The Panamera Diesel with the new engine replaces the current 250-bhp variant and will be available on the market from January 2014 onwards. The vehicle costs €85,300 (US$113,000) including VAT in Germany.



It had escaped my attention that Porsche even sold diesels.  It has stellar performance and achieves almost the fuel economy of the diesel Passat of ten years ago.  Color me impressed.


OK EP, but the Passat is a bit cheaper.
It is nice to see people like Porsche thinking about economy as well as pure speed.
(I would have felt 161 mph would be enough for most people).
More useful to have a car which could cruise at 120 mpg for ages, but not possible in many countries, or places within those places.

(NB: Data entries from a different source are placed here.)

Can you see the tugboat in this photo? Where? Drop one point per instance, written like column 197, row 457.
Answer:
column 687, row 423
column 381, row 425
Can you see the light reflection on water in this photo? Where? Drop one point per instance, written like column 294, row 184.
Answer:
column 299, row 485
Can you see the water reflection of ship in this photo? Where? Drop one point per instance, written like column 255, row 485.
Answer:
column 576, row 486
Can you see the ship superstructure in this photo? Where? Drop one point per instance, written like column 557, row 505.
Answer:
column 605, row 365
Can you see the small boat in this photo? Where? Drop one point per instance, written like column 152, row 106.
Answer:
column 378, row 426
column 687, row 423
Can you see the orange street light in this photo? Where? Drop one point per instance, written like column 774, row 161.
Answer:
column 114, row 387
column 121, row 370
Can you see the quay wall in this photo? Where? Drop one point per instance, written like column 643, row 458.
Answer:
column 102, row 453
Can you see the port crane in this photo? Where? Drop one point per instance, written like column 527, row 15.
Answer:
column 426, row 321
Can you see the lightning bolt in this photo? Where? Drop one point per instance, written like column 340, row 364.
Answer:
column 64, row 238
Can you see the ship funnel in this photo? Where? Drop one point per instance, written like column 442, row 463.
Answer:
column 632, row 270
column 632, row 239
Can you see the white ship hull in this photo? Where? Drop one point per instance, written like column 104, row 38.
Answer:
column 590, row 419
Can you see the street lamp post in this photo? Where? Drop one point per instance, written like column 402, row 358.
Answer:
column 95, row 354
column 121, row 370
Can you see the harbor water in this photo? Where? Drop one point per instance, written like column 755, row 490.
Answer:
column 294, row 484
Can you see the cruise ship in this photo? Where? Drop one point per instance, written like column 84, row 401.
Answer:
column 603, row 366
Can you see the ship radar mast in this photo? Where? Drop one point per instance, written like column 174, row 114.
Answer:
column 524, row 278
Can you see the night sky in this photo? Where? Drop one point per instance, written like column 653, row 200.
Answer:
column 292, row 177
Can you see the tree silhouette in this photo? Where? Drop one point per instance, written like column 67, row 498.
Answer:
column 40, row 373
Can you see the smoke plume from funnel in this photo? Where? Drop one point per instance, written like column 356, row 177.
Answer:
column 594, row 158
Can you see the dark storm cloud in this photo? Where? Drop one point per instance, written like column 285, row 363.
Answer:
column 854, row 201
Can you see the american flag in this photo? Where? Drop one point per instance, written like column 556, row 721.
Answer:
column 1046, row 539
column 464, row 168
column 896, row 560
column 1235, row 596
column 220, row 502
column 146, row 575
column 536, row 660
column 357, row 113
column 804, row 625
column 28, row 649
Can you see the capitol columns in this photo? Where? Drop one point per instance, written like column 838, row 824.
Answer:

It screams, it tows, and it still gets 36 MPG highway.  That is a raised middle finger to those who say it cannot be done.  There are no more excuses.


In the 60´s, our neighbour had a Porsche diesel. I think it was the “Standard” model with a 2-cylinder air-cooled diesel engine at 20-22 hp. Porsche also had 3 and 4-cylinder models, as well as a single-cylinder model. Compared to the Standard model our neighbour had, the 3-4 cylinder engines must have felt very powerful.


I'm sure that was just the thing to drive on dates in college.  A real panty-dropper.


Dude, didn't you know Porsche was a part of the Volkswagen Group? They sell passenger cars under the Audi, Bentley, Bugatti, Lamborghini, Porsche, SEAT, Škoda and Volkswagen marques; motorcycles under the Ducati brand; and commercial vehicles under the MAN, Scania and Volkswagen Commercial Vehicles marques. The multinational is divided into two primary divisions, the Automotive Division and the Financial Services Division, and consists of approximately 340 subsidiary companies. The company has operations in approximately 150 countries and operates 100 production facilities across 27 countries. It holds a 19.9% non-controlling shareholding in Suzuki and has two major joint-ventures in China: FAW-Volkswagen and Shanghai Volkswagen.

OF COURSE they sell diesels!


My involvement with Volkswagens has been limited to little more than owning three of them.  There's also the detail that Porsche's offerings in the USA, like Mercedes', are skewed toward the sport/luxury market.  Finding a diesel 4-door sedan in the showroom next to the turbo 911 and 928 was once unthinkable.  Well... times change.